Consider including the people who write your company policies and procedures to be members of the audit task force. Those people can fully explain the purpose and content of the policies and procedures. A side benefit is that they actually educate many members of the task force who may not fully understand existing policies and procedures. Consider including representatives from the internal audit department. These individuals can add tremendous value based on their in-depth auditing experience.
Finally, consider including representatives from human resources. Their input will be critical when you discuss the disciplinary action consequences for failing audits.
Challenge the task force to develop an in-store audit that addresses shortage control in all areas of store operations. This does not normally include creating new policies and procedures, but just selecting those that will make a difference in reducing inventory shrink.
The breakdown of our operational controls is a primary contributor to many of our profitability dilemmas, and a key component of a plethora of our loss prevention concerns. Directly and/or indirectly, these breakdowns can have a negative influence on every aspect of the business and can have a dramatic impact on bottom-line results.
Scoring the Audit
An in-store audit is a tool—not a test. The audit should serve to make the store or other facility more efficient and more profitable, working with the store teams and providing a means to train and develop the associates. It is vital that we approach our audit functions with the appropriate understanding of our role in order to most effectively serve the company. That understanding should be reflected in the way that the audit document is constructed, completed, and presented. The spirit of the entire process should be one of growth and progress.
What is the best way to score the audit? One way is simply by using yes and no answers and creating a percentage of yes answers. An alternate way is assigning a point value to each question and weighting the questions based on value in controlling or reducing inventory shrink.
For example, if checking in merchandise that is shipped to your stores is an important focus to manage inventory shrink, questions regarding receiving should be more heavily weighted.
You can even have certain questions that result in an automatic failure, such as: if the auditor were to find the loading dock door open and unattended—automatic failure. Another possibility would be that if a question was found not in compliance in a previous audit and was found again not in compliance, it could result in an automatic failure.

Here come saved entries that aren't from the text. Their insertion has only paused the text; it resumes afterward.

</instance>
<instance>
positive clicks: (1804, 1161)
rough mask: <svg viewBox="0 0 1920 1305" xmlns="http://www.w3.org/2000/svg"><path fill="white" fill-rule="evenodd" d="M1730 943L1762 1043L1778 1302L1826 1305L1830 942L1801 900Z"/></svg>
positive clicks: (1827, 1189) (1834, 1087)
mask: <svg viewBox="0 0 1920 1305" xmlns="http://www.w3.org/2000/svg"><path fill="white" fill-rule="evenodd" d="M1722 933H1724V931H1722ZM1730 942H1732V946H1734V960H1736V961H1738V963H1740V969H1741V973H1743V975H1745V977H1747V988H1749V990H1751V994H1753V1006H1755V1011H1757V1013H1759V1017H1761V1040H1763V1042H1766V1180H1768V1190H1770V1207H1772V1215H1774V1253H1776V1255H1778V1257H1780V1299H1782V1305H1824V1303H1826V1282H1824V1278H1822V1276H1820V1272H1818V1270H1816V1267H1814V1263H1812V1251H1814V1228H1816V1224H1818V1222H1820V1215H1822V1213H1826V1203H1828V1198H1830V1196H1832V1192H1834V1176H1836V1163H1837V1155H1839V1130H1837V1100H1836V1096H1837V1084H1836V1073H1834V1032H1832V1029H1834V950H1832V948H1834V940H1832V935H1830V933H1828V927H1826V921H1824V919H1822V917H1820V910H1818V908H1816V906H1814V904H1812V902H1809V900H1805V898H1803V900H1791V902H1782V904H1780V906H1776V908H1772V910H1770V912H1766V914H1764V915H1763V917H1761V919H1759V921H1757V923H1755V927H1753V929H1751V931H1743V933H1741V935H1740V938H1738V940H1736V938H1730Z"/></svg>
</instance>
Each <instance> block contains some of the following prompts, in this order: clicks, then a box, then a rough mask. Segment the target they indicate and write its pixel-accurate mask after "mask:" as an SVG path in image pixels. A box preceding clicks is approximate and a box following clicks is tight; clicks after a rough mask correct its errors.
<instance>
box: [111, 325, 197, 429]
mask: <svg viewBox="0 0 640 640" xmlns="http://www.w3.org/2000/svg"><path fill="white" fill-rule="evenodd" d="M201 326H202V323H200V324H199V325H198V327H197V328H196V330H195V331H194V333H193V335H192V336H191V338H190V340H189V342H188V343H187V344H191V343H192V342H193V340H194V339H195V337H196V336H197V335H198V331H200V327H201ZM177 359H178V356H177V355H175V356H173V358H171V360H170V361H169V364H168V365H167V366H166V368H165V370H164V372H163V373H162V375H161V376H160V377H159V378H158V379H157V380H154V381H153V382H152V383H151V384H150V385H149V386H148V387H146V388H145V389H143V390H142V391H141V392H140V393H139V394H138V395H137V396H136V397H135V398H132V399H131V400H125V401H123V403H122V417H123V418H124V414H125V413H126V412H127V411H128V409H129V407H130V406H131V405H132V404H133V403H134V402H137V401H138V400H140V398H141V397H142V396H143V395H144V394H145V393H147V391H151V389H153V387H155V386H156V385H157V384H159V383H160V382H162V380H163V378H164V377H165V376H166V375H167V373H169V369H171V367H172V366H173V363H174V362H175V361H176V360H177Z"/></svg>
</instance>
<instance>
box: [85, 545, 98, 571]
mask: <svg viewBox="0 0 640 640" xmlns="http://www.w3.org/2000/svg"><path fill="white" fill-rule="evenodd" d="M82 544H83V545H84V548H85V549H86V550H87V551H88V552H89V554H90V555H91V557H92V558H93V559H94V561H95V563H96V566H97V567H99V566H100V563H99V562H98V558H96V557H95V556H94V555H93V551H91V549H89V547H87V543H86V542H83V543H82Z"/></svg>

There should be a passing score identified. This is an important part of holding people accountable for failing audits. Everyone should know the passing score and the consequences of failing an audit. This is where senior store management support is critical. If senior management supports consequences for failing audits, store management knows that it is a company priority.
If you have created an audit that monitors compliance to the required daily operating disciplines, a store manager who cannot pass their audits is not running a good store. The district manager will be aware, without the benefit of the audit, of a store that is not running the way it should. Therefore, the district manager will in most cases address and correct the issues or terminate the store manager long before the final step in the disciplinary action process.
Certainly, there is an organizational/administrative value tied to the audit score. But more importantly, the in-store audit should provide feedback regarding progress and achievement. It should be a tool for providing guidance to the stores on how to improve performance. It should provide motivation to improve, continue or renew effort and results. We have to see the audit and our role in the proper light if we expect to see the desired outcomes.